C............................. If switch equal to 0 use winter normalized emissions IF( SWITCH_FILE ) THEN IF( SWITCH( I,J ) == 0 ) THEN SEMIS( I, J, 1:NSEF ) = & AVGEMIS( I, J, 1:NSEF , NWINTER ) .........

was modified to (~ line 1048 in updated tmpbeis4.f. Note how I and J loop was switched, and also a reminder that Fortran is column-major):
                    DO J = 1, NROWS
                    DO I = 1, NCOLS

                        IF( SWITCH( I,J ) == 0 ) THEN
                            SEMIS( I, J, 1:NSEF   ) =
 &                              AVGEMIS( I, J, 1:NSEF  , NWINTER )
                                 .........

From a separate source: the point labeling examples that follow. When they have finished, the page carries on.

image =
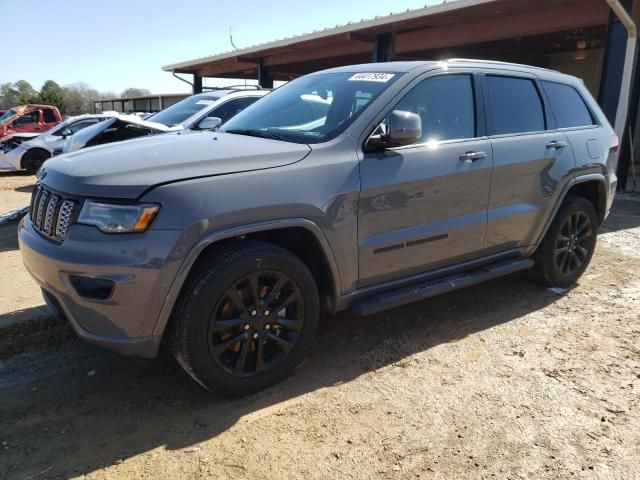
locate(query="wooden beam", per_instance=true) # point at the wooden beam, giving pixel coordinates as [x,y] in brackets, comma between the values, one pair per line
[635,12]
[318,53]
[581,14]
[361,37]
[217,69]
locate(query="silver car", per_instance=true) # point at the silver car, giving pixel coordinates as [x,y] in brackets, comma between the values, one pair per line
[363,187]
[29,151]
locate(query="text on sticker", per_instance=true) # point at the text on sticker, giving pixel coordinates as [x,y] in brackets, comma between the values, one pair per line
[372,77]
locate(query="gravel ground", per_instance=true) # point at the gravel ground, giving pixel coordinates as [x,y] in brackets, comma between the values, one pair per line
[501,380]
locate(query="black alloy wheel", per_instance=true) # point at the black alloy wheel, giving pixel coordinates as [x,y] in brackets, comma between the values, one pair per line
[573,243]
[256,324]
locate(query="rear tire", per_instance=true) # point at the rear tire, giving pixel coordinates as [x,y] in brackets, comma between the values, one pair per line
[245,318]
[568,246]
[33,159]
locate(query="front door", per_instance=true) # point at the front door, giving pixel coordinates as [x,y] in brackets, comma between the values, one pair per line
[531,158]
[424,206]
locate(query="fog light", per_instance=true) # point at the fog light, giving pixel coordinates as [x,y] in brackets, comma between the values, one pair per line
[93,288]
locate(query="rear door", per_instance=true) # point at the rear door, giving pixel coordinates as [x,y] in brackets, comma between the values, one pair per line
[579,124]
[425,205]
[531,159]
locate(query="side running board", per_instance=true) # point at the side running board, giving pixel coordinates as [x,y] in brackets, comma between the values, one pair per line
[420,291]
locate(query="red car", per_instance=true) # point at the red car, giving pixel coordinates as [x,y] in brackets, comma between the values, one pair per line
[29,119]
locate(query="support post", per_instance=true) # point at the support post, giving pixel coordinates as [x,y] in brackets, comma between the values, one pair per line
[265,79]
[383,48]
[197,83]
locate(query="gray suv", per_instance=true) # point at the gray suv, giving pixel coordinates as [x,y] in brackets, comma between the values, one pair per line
[363,187]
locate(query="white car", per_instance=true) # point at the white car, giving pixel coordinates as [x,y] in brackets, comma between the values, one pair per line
[220,103]
[27,151]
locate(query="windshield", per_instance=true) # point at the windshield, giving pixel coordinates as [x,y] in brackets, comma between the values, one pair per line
[311,109]
[179,112]
[7,115]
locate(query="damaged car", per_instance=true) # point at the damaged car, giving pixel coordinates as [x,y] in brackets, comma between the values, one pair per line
[115,129]
[28,151]
[222,103]
[30,118]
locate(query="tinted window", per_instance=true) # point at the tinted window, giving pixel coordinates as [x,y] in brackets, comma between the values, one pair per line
[567,105]
[49,116]
[231,108]
[515,105]
[445,105]
[179,112]
[76,127]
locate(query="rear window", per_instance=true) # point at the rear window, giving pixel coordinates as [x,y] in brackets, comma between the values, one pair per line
[567,105]
[48,116]
[515,105]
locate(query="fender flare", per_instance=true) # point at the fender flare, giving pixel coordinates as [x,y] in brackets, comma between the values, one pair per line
[219,235]
[589,177]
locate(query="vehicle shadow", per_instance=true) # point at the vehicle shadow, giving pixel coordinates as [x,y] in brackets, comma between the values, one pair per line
[625,214]
[101,408]
[9,236]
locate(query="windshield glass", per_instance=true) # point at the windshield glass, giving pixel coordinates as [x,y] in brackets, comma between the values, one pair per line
[7,115]
[179,112]
[311,109]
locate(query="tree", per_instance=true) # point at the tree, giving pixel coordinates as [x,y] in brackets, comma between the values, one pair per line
[135,92]
[52,94]
[27,94]
[79,98]
[17,93]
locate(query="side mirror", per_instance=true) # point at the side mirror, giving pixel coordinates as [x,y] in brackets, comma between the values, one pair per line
[401,128]
[209,123]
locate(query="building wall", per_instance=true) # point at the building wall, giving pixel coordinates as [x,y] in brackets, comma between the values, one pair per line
[589,68]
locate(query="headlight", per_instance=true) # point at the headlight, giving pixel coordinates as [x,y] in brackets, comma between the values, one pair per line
[116,218]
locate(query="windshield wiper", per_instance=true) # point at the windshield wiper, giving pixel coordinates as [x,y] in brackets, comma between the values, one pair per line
[254,133]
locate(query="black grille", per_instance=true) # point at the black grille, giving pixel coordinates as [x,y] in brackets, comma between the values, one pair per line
[51,213]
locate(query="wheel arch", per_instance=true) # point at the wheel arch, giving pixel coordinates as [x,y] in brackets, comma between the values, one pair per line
[592,186]
[275,232]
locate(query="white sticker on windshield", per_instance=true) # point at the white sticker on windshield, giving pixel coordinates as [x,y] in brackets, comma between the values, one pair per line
[372,77]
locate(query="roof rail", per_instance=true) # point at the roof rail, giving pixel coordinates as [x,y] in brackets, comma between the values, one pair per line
[234,87]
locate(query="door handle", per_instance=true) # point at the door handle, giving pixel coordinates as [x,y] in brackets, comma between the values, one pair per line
[471,157]
[556,145]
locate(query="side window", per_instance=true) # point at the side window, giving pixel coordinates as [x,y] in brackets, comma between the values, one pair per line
[445,105]
[28,118]
[516,106]
[567,105]
[48,116]
[231,108]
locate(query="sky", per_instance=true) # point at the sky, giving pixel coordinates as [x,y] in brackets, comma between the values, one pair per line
[116,44]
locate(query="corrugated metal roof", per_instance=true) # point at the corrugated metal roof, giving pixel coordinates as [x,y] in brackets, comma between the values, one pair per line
[377,21]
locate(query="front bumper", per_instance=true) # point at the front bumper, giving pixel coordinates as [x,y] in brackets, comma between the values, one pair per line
[138,265]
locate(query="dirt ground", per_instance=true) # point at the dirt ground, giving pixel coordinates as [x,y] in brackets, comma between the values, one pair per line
[501,380]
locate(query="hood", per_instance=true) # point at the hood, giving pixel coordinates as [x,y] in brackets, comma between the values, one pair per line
[127,169]
[84,136]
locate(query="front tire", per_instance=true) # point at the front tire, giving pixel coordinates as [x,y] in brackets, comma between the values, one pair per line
[569,244]
[245,318]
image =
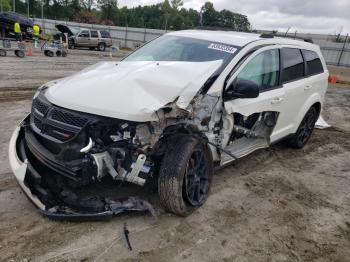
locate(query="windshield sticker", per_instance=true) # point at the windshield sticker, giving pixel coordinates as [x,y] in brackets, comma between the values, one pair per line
[223,48]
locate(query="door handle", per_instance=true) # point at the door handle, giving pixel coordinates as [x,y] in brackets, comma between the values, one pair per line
[276,100]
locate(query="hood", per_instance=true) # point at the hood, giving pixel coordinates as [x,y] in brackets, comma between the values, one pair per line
[131,90]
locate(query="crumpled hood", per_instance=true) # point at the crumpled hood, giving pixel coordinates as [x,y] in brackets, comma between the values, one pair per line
[131,90]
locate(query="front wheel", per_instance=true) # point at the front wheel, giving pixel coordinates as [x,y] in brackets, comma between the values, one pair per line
[303,134]
[185,176]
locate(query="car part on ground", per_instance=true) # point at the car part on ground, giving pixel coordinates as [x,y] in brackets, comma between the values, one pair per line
[54,48]
[185,112]
[125,237]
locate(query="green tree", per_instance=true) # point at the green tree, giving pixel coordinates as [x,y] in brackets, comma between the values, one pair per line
[176,4]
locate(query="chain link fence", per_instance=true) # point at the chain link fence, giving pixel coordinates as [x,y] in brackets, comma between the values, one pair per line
[337,54]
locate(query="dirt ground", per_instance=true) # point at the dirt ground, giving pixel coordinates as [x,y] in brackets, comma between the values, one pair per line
[277,204]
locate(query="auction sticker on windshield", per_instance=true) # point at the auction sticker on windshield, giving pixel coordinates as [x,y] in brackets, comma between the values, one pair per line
[223,48]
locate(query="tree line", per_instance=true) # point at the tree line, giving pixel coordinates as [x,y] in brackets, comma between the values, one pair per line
[165,15]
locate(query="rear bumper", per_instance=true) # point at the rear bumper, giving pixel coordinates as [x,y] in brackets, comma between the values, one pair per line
[24,172]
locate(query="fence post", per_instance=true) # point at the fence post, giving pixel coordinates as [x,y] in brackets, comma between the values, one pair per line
[126,36]
[342,50]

3.  Check for failure when getting environment-variable (e.g., ENVINT). For example, the following check was added for getting environment-variable 'OUTZONE' (line 247 in original tmpbeis4.f)
    TZONE = ENVINT( 'OUTZONE', 'Output time zone', 0, IOS )
    IF ( IOS .GT. 0 ) THEN
        CALL M3EXIT( PROGNAME,0,0, 'Bad env vble "OUTZONE"', 2 )
    END IF

4. Introduction of `USE M3UTILIO` statement in place of using INCLUDE IOAPI's include file (e.g., PARMS3.EXT, FDESC3.EXT, IODECL3.EXT) which would simplify downstream variable declarations and cross-module dependency.   

5. Carlie also added a code block for unit conversion from mole/hr to mole/s (~ lines 1001 - 1010 in updated tmpbeis4.f). This could be a typo since this unit conversion was taken care of elsewhere in later section of tmpbeis4. Furthermore, it is more efficient to just make `MLFAC = MLFAC * HR2SEC` rather than putting `MLFAC` in double loops.

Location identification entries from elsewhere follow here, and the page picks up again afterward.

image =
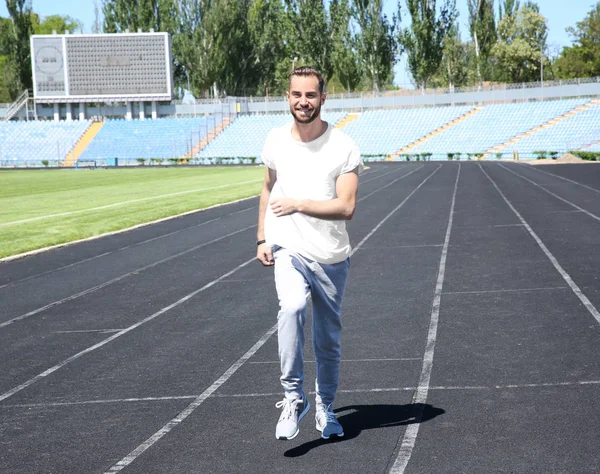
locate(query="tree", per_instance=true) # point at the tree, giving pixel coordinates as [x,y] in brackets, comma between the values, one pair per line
[424,40]
[510,8]
[236,71]
[19,50]
[193,45]
[346,62]
[311,40]
[454,69]
[482,27]
[266,24]
[583,58]
[519,50]
[375,42]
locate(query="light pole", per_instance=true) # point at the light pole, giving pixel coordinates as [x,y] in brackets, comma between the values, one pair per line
[542,68]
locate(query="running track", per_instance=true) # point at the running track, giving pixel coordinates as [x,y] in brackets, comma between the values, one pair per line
[471,337]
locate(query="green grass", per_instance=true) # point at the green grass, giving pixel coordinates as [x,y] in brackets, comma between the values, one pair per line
[39,194]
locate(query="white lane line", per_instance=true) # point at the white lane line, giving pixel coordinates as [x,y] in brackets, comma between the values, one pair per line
[343,360]
[378,176]
[90,290]
[516,290]
[420,394]
[88,330]
[390,183]
[12,283]
[119,278]
[565,179]
[58,366]
[192,406]
[584,299]
[593,216]
[580,383]
[360,244]
[400,246]
[123,203]
[120,231]
[132,456]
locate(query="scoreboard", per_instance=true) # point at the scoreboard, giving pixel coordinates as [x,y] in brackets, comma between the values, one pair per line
[104,67]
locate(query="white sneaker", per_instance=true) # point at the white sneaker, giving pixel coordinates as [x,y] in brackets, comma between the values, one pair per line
[292,412]
[327,423]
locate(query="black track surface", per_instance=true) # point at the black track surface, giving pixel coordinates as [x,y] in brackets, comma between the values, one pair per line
[515,380]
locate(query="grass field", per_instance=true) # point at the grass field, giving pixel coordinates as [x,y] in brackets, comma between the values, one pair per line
[39,208]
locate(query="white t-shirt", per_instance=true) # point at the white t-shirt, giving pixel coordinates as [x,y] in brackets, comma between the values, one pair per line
[308,170]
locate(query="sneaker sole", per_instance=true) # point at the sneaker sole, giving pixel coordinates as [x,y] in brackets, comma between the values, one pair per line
[300,416]
[335,435]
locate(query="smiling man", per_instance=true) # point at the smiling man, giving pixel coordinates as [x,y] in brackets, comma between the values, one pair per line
[309,192]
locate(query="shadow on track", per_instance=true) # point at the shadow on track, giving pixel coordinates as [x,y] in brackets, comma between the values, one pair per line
[368,417]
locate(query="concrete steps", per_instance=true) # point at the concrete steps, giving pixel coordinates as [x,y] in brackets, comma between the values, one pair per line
[549,123]
[73,155]
[349,118]
[437,131]
[210,137]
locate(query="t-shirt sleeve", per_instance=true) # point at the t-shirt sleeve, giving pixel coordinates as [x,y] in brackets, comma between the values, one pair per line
[353,161]
[267,153]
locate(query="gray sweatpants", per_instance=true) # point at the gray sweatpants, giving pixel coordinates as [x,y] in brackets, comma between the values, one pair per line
[297,278]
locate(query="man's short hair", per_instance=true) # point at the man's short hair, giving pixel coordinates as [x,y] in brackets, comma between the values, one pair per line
[307,71]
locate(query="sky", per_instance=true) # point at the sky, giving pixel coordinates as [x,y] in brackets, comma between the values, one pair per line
[559,15]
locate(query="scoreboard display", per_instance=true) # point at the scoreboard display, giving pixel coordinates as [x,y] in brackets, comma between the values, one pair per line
[107,67]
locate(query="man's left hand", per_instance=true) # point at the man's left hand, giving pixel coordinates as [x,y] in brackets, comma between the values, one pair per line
[284,206]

C............ Convert to moles/second if necessary

    IF ( UNITTYPE .EQ. 2 ) THEN
        DO L = 1, MSPCS
        DO K = 1, NSEF
            MLFAC( L, K ) = HR2SEC * MLFAC( L, K )
        END DO
        END DO
    END IF
hnqtran commented 5 months ago

Testing of tmpbeis4 with and without update, surprisingly, did not show improvement in the execution time. Note that the test was conducted on a SMOKE training package over LISTOS domain (25 row x 25 col). Observable improvement in execution time could be expected for larger domain.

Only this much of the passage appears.